I can probably update the shader to also do the inverse, though I don't know anything about debanding. If you create an issue on the github repo ill look into it.
The display pipeline is pretty programmable from start to finish. With Linux, Valve have even more access to the display controller internal unlike Windows and other OS.
This thread showcases quite a few problems. Ponchos and v00d00m4n talks about format matching between applications and display out. A easy common example to understand is displaying SDR content on HDR. Do you ever wonder why SDR content look pretty dark on a HDR TV?
HDR have 10 bit (1024) values and SDR have 8 (256) bit values. 0 is dark while 255 is light in RGB additive color space.
Let say you have a bright green with high values in high SDR 102, 255, 51 RGB.
When you super impose a 8 bit color onto a 10 bit color space, you end up compressing the intensity. It is much easier to translate the super impose color back to SDR for comparison.
This resulting color looks darker. Put (102, 255, 51) and (25, 63, 13) in the same color picker for comparison. Hence, SDR content looks darker on HDR displays.
https://www.mikekohn.net/file_formats/yuv_rgb_converter.php
The other issue to TV display detection. GPU can talk to the TV to retrieve rgb color ranges. Well, the edid needs to be parsed which is a slightly different problem from color space mismatching. I said to upload your edid files for faster support. I guess I am the clown. Oh well.
1680x1050 and. 1920x1200 appear to pass the value correctly.
On your Steam deck go to Settings -> Display -> Adjust Display Colors -> swipe left to minimum
It's works for me
However, I always have it on Auto for my other consoles (which work with auto) when connected to a multi-hdmi switcher. I hope valve fixes this because the signal doesn't have enough information for the TV to detect what the Steam Deck is sending.
Having to change it back and forth on the TV is annoying.
After endless googling and trying out things I came across this: https://github.com/safijari/Reshadeck
It (I guess?) runs a version of reshade through decky loader as a plugin and is pretty much always on, even in the main menu. I tried loading the RGBFullToLimited.fx shader, but it causes the deck to crash. Is it possible to rewrite the shader to work with reshadeck?
EDIT:
I think I found a work around.
Boot into Gaming mode. Go into settings, then display, then disable HDR. Then boot into Desktop mode. This seems to fix the issue with over saturation for me. What is annoying is that you have to repeat this process every single time, because every time you leave desktop mode, it will turn forced HDR right back on.
Confirmed in the service menu of my OLED monitor that the signal is incorrectly tagged as Limited regardless of color mode with the official dock.
I noticed the same behavior on the Deck with an old Type-C HDMI dongle, so I tried it on my AMD framework as well.
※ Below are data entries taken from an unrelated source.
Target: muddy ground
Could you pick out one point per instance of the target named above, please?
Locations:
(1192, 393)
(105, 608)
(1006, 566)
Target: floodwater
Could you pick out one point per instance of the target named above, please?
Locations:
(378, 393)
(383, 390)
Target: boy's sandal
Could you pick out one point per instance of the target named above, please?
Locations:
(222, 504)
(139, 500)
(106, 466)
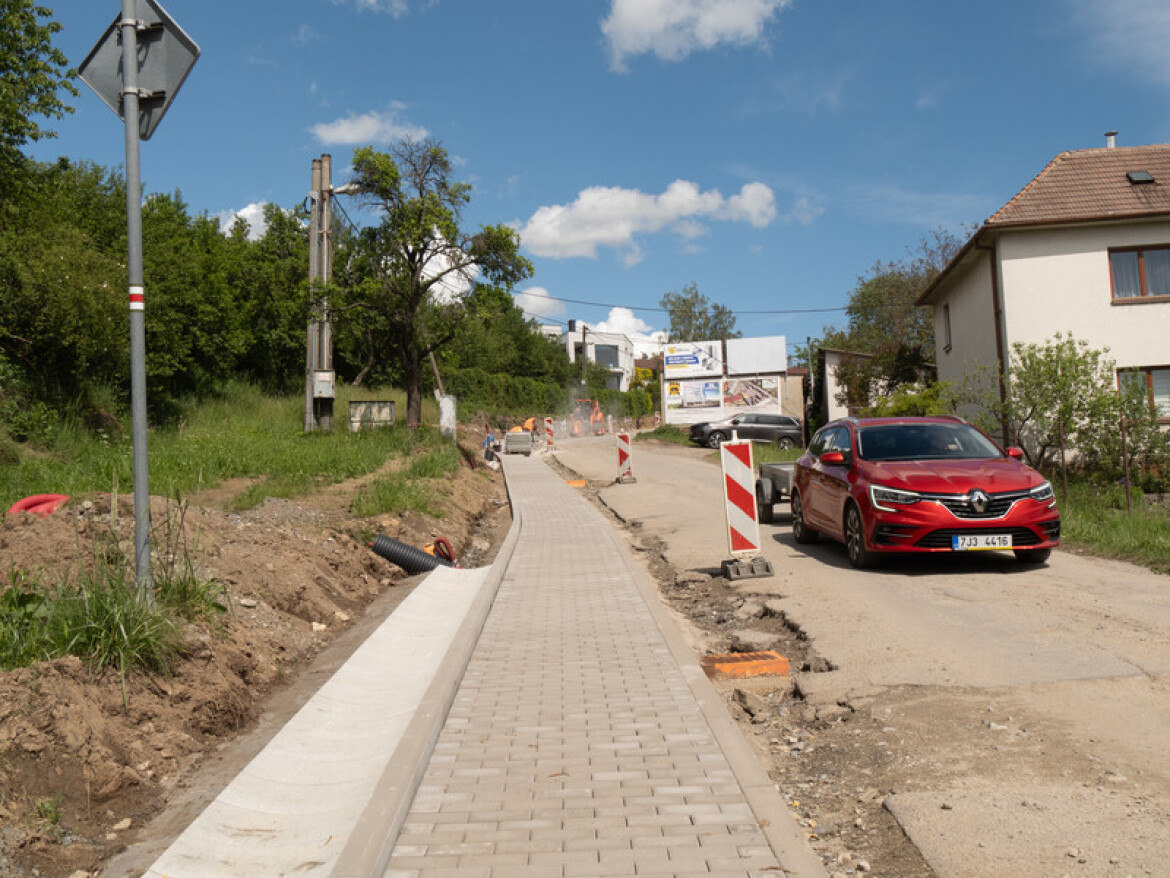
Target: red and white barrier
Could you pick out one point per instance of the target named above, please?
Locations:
(625, 467)
(740, 495)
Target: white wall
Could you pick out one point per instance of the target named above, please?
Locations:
(1059, 281)
(972, 324)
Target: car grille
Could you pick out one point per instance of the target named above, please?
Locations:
(941, 539)
(959, 505)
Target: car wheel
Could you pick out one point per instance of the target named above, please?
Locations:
(855, 539)
(764, 500)
(800, 532)
(1032, 556)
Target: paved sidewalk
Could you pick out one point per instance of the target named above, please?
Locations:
(584, 739)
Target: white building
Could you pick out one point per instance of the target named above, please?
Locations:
(1082, 249)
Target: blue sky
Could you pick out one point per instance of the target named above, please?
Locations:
(769, 151)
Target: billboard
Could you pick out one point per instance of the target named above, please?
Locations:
(765, 355)
(697, 399)
(692, 359)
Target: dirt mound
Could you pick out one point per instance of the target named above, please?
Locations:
(85, 760)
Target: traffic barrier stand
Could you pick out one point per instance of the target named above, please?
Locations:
(740, 503)
(625, 467)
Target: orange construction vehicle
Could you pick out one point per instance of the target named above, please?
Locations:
(587, 411)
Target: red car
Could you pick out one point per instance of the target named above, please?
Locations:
(920, 485)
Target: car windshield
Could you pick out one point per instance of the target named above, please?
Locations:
(924, 441)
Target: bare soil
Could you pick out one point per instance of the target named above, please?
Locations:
(89, 761)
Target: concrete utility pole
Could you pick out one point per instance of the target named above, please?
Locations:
(319, 377)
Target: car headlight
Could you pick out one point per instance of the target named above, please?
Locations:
(885, 499)
(1041, 493)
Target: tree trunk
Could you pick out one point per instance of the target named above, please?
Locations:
(369, 364)
(413, 389)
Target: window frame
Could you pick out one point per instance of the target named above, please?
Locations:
(1143, 295)
(1147, 374)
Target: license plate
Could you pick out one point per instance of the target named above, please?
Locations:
(970, 542)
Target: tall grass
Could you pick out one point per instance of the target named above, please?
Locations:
(96, 612)
(242, 433)
(1096, 519)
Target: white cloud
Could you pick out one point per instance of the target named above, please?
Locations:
(535, 303)
(625, 321)
(930, 96)
(672, 29)
(804, 212)
(369, 128)
(612, 217)
(392, 7)
(307, 34)
(1130, 34)
(253, 214)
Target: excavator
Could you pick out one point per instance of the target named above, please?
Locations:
(587, 412)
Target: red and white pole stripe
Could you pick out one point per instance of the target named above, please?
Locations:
(625, 467)
(740, 494)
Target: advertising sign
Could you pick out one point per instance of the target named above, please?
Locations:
(690, 402)
(693, 359)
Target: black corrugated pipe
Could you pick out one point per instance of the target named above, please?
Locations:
(408, 557)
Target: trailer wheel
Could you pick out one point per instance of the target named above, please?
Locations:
(764, 500)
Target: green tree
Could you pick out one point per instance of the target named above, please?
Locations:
(497, 338)
(693, 319)
(421, 265)
(62, 283)
(270, 279)
(886, 323)
(1058, 392)
(33, 74)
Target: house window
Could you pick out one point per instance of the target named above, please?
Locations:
(1140, 273)
(1155, 383)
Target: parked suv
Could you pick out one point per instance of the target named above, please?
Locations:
(777, 429)
(920, 485)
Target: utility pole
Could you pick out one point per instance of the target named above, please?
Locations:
(137, 68)
(319, 377)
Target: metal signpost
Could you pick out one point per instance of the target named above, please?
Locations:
(137, 68)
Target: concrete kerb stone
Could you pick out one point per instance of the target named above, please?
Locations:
(376, 832)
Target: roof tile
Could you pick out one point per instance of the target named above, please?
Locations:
(1084, 185)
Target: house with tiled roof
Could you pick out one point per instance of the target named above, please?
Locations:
(1082, 249)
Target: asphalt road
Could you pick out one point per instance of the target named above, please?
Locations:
(1026, 710)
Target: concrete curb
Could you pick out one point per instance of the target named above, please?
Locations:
(373, 837)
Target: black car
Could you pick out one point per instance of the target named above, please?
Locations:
(779, 430)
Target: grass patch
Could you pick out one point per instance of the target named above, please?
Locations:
(764, 453)
(393, 494)
(665, 433)
(1095, 519)
(242, 433)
Saw the same issue in both Linux and Windows, regardless of the color mode I selected in Windows.
Then I tried the official Framework 3rd gen HDMI card, and it output the proper signal as well as providing additional color output modes.
Tried the Framework card on the Deck, and it also worked and displayed Full RGB HDMI just fine.
So this seems like it's at least partially some issue with the dock's chipset and maybe other older chipsets.
Double checking, are there any known dock models that have proper HDMI color output?
Some TVs have the option to set an input to Full RGB or a PC setting, which can help the issue. Mine didn't. And so I had to use the work around where you disable HDR in game mode. Likely the only way to fix this is a patch from Valve, so that it broadcasts the proper color range,
I'm kind of interested in buying several to see if I can determine which chipsets behave properly/which don't.
* The official Steam Deck Dock uses a Kinetic KTM5030 for its Type-C -> DP MST Hub -> DP++/HDMI conversion, and struggles with the issues mentioned above. It'll happily put out 4k30 12-bit with correct Full RGB at HDMI 1.4b, but any of the HDMI 2.0+ modes seem locked to limited. This is not a limitation of the Deck and seemingly happens with any device I attach to the Deck Dock.
* The Framework HDMI card nominally uses a Parade PS186 direct Type-C -> HDMI converter, and seems to work fine. Startech sells a Type-C hub with this same chipset explicitly advertising the PS186 for "iPad Pro and iPad Mini" compatibility.
* Cable Matters 8K DP -> HDMI cables, seemingly using a Synaptic VMM-7100. A pretty good converter, but still Limited color space at 4k60 with the latest CM firmware 7.02.120 (happens on Windows Nvidia too). 4k60 is kind of temperamental and sometimes won't display at all. But again, other modes including 4k120 do proper RGB, but I don't think the Steam Deck/Dock has enough bandwidth to push that. Need to try some of the other firmware versions people found.
These 2 models work in 4K without issues:
* Baseus BS-OH047 (from Amazon)
* Baseus BS-OH101 (from Aliexpress)
"Plugable Active DisplayPort to HDMI adapter Supports HDMI displays up to 3840x2160 @ 60 Hz (4K) resolution"; currently $15.
Uses a Parade PS176 chip, and 4k60+seemingly all resolutions below that give me proper Full RGB using the official Steam Deck Dock.
4k60 HDR works on the Deck, but VRR doesn't (not unexpected, and personally I don't mind).
I'm reasonably happy with this solution for now.
For those who live in the EU, I'd say try a Delock PS186 dongle like the 66436 or 85929. Those would've been my first choice if they were available in the US.